Título: “MACHO”
Género: Monólogo teatral participativo
Autor. Actor: JUAN TRUEBA
Director: SERGIO MAGGGIOLODiseño sonoro: Jesús Llata
Iluminación: Ángela Renedo y Gabriel Rodríguez
Diseño: Víctor Pernas
Producción: TRUEBA&TRUEBA (QUIQUE TRUEBA)
Crítica: Los Hermanos Trueba, productos genuinos, salidos de la Escuela de Arte Dramático del Palacio de Festivales de Cantabria, según propias afirmaciones, no solo una escuela donde se aprenden los temas propios de la profesión, es también una escuela de vida.Ellos desde Cantabria han conquistado la escena a fuerza de evolucionar. Ahí está uno de sus espectáculos, ya famoso, al menos a nivel nacional, “Treinta obras en una Hora” .Ahora con “Macho” el monólogo se convierte en sui géneris, dado que en escena, además de otros elementos, todos muy teatrales, esta el autor y protagonista, Juan Trueba. Pero hay esta la cuestión, también la posibilidad de ser interpretada la función por todo un aforo, en este caso lo fue por parte de algunos asistentes a la llamada Sala Talleres del Palacio de Festivales.

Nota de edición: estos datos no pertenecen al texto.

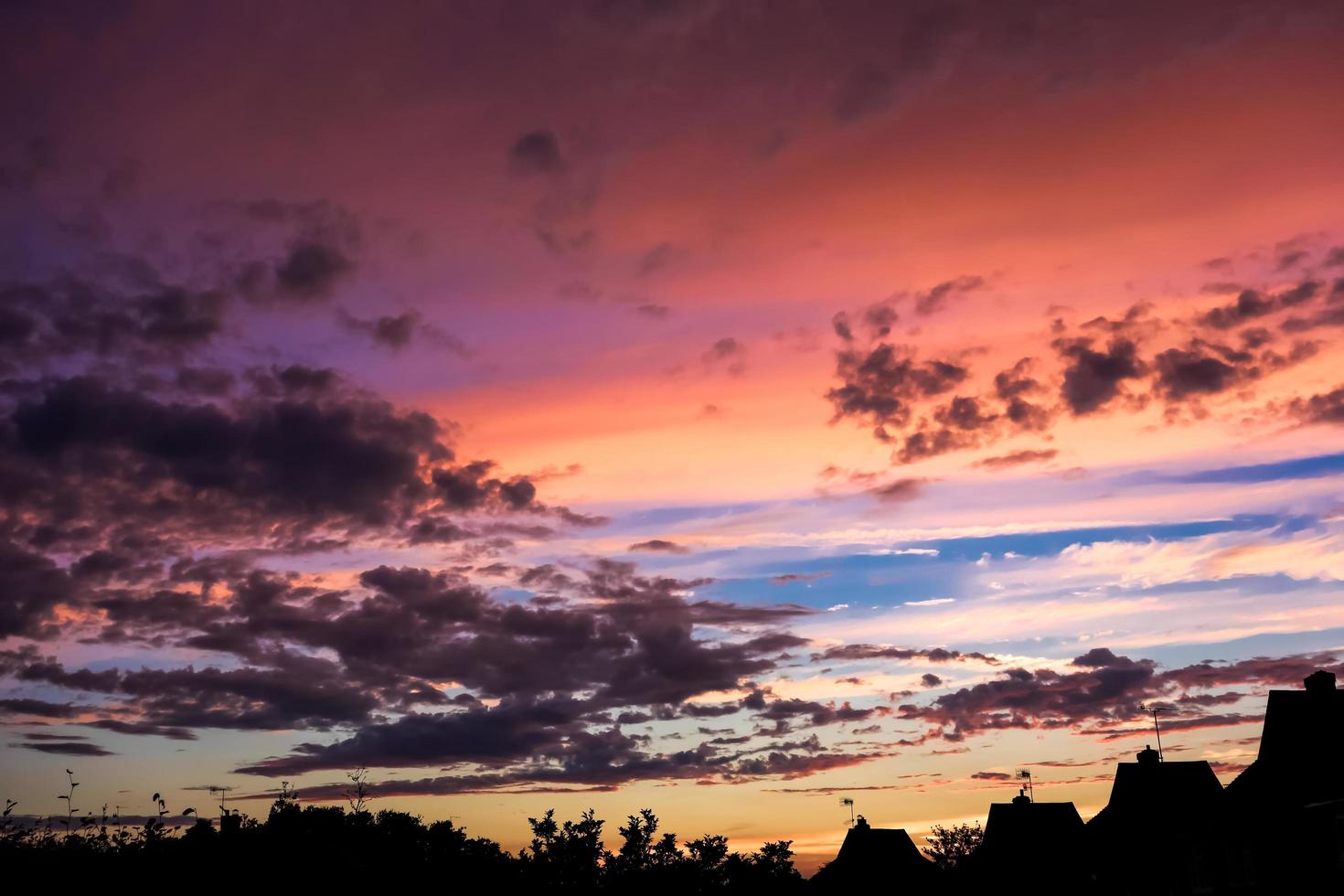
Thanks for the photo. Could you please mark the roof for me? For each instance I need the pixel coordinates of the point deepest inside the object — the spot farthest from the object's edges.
(884, 855)
(1300, 749)
(1147, 795)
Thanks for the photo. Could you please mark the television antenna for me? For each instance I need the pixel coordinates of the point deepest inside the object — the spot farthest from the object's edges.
(1024, 774)
(1152, 709)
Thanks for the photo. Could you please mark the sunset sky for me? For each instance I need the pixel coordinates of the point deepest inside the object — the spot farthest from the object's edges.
(714, 406)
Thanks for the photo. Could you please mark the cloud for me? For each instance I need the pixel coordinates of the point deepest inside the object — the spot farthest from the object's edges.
(659, 546)
(309, 271)
(857, 652)
(78, 749)
(1326, 407)
(788, 578)
(1093, 379)
(728, 354)
(900, 491)
(940, 295)
(1018, 458)
(1103, 698)
(537, 152)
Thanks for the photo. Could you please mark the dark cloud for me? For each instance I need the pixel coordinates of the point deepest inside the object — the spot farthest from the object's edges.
(659, 546)
(1326, 407)
(863, 91)
(1104, 696)
(537, 152)
(309, 271)
(940, 295)
(898, 491)
(1092, 378)
(728, 354)
(798, 577)
(654, 311)
(883, 384)
(400, 331)
(78, 749)
(657, 258)
(857, 652)
(1018, 458)
(31, 589)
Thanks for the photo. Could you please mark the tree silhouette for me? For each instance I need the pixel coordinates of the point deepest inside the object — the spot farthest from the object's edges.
(948, 847)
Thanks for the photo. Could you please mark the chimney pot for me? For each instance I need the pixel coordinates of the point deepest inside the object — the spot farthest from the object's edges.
(1320, 683)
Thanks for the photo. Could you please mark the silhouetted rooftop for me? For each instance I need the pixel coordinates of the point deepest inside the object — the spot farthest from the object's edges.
(878, 856)
(1300, 749)
(1148, 793)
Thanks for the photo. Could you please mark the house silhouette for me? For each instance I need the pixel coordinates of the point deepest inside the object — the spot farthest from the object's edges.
(1169, 827)
(877, 859)
(1163, 829)
(1293, 795)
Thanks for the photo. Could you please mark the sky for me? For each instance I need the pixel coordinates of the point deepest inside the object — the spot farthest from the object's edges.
(718, 407)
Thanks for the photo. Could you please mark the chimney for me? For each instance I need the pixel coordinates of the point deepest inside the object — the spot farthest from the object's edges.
(1320, 683)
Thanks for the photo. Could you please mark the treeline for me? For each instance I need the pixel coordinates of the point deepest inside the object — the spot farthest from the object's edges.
(345, 847)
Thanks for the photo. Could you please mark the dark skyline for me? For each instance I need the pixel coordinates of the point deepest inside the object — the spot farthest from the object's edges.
(711, 406)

El caso abordado, un hombre santanderino de 35 años heredero de una fuerte masculinidad, convencido de haber heredado, terminan convirtiéndose sus pensamientos en una carta de vida dirigida a su hijo. Ello provoca la participación del público, mezclándose, el argumento primitivo, en una especie de foro cuyas consecuencias, pueden diferenciarse en una segunda representación.Parte de un escenario con dos tipos de iluminación, una para ambientar el macho lobo de la manada, lo que de alguna manera nos sentimos o queremos sentirnos. La otra para marcar los devaneos del protagonista. Un hombre, insistimos, de 35 años, natural de Santander. Posiblemente el actor autor, que expone su texto elaborado, a los cambios de cada miembro del público que protagonizan sin esperarlo. Haciendo los diferentes papeles con sus propias personalidades.Otras novedades del montaje. Que en el trascurso de la función, el protagonista se convierte en otra persona cercana a los sentimientos personales del espectador.
Un montón indeterminado de sillas se convierten en auténticos escenarios, donde se desarrollan los consejos del padre y las ideas a trasmitir al hijo.Un desarrollo teatral que aporta novedad, interpretado con mucha naturalidad por Juan Trueba y la excelente colaboración del Público. Una forma acertada para encontrar en el teatro nuevas maneras de ofrecer sensaciones.